2) She then came to America by herself (unable to afford to bring me) to study for her PhD & worked/studied 80-100 hr weeks to save up enough money to afford $5-10 int’l phone calls, and ultimately enough for 2 one-way @United plane tickets for me/dad to be reunited in Nebraska.
3) My mother was strong and tough as nails. Probably why I one day married someone equally strong @andreafeigl1. But my mom was silently modest too... and she had a secret. Many years ago, after we settled in Pennsylvania, @ABC @Nightline producers one day called her out of blue:
4) The @ABC producers wanted to invite her to a @Nightline show. Note my mom was a modest professor of social studies and elementary education at small @shippensburgU. She asked why on Earth? They said it was for a 30 year reunion. “Reunion?” she asked puzzled. “Yes” ABC said...
5) Producers went on: “30 years ago, when Richard Nixon visited China, our ABC News delegation sent a crew to interview young modern women in China”—who spoke fluent English of course, which was then rare. Then it dawned on her what it was about—she did recall one interview...

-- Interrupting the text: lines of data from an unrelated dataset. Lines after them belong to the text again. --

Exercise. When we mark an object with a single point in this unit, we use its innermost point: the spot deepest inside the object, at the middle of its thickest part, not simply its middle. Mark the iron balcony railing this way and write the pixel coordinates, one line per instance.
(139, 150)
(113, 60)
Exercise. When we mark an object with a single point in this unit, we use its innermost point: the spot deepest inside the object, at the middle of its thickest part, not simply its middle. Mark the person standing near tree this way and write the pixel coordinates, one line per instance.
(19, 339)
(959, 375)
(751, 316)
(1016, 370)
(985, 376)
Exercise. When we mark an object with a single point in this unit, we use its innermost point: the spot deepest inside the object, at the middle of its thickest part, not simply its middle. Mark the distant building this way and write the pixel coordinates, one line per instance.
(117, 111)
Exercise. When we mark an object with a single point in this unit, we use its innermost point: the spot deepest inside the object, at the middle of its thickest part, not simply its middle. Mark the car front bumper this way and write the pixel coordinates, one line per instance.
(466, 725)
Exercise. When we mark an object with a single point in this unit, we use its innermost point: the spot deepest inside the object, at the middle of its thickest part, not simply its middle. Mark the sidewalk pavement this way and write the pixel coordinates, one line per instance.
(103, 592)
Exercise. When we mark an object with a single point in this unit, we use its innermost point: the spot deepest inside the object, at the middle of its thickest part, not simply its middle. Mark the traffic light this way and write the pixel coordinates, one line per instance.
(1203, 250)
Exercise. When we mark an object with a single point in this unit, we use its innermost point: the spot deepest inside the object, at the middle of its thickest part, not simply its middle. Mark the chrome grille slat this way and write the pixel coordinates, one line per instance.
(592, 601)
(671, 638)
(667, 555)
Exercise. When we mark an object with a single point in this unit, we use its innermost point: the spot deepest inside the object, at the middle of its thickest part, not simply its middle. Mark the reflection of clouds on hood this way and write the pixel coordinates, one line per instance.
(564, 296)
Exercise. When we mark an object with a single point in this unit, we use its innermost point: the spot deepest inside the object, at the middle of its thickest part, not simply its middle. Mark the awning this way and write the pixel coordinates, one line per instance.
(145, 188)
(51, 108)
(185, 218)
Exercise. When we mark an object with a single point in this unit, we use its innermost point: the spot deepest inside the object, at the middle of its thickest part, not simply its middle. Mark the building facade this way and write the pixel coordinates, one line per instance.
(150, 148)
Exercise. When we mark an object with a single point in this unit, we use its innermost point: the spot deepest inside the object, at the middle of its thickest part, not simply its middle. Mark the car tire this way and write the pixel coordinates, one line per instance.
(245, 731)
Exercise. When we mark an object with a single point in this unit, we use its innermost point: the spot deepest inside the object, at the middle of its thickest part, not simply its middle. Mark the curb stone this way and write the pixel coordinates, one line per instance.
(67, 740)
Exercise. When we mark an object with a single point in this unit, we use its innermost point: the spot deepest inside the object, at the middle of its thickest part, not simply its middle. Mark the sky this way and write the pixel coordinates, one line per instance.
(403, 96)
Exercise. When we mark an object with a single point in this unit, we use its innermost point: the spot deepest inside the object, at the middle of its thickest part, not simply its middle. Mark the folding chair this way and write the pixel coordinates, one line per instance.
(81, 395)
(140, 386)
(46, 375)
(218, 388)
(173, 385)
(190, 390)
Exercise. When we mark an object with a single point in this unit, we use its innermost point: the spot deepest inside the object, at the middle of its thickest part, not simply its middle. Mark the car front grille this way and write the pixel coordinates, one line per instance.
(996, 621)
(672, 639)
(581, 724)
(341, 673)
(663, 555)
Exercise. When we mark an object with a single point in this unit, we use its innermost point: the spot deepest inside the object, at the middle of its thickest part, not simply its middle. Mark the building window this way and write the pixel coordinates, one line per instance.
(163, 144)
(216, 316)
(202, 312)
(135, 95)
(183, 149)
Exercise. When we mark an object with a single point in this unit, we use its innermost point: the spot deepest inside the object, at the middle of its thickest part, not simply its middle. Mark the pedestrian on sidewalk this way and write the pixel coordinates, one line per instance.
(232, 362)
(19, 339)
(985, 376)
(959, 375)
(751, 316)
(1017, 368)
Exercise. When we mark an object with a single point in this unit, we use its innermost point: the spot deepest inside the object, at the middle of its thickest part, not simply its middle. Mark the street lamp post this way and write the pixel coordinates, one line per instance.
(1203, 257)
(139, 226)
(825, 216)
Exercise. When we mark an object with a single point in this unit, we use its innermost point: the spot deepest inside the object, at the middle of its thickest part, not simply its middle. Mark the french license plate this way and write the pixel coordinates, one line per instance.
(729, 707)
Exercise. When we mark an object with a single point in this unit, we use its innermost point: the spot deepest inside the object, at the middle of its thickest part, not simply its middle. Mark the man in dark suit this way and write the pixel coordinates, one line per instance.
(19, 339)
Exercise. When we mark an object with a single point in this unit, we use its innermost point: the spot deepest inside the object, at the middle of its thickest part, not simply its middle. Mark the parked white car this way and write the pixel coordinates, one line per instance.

6) it was a long half day in-depth interview (because they could find few who spoke fluent English like my mother did—cuz she fought her way to be among first to study in 🇬🇧). But my mom had no idea which reporter interviewed her all those years ago—until ABC showed her the clip:
7) On the grainy @ABC footage was her in her early twenties... being interviewed by a skinny young reporter named: Ted Koppel, @real_ted_koppel, later host of @Nightline. She remembered the interview but had no clue who he was. She agreed to go on Nightline for 30 year reunion...
8) And for years, she did not me about the interview, nor even when the Nightline interview aired on TV. She just non chalantly showed me a DVD one day at home months later. She didn’t care to share because it didn’t define her. By then in early 2000s, she had lived thru so much.
9) in the end, what my mom cared about was imparting her wisdoms of how we made it as immigrants in 🇺🇸—because she wanted to train me to be tough as nails like her. She wasn’t just a Tiger mom like @amychua—instead my mom was the tiger 🐅. So, love all the brave moms out there!❤️
10) My mom was also tough enough to travel from UK 🇬🇧 back to China—via the train 🚂. Specifically from France to West Germany, thru Berlin, to East Germany, to Moscow, and the across the barren tundra of the Trans-Siberian Railroad back to China. She survived on ramen noodles.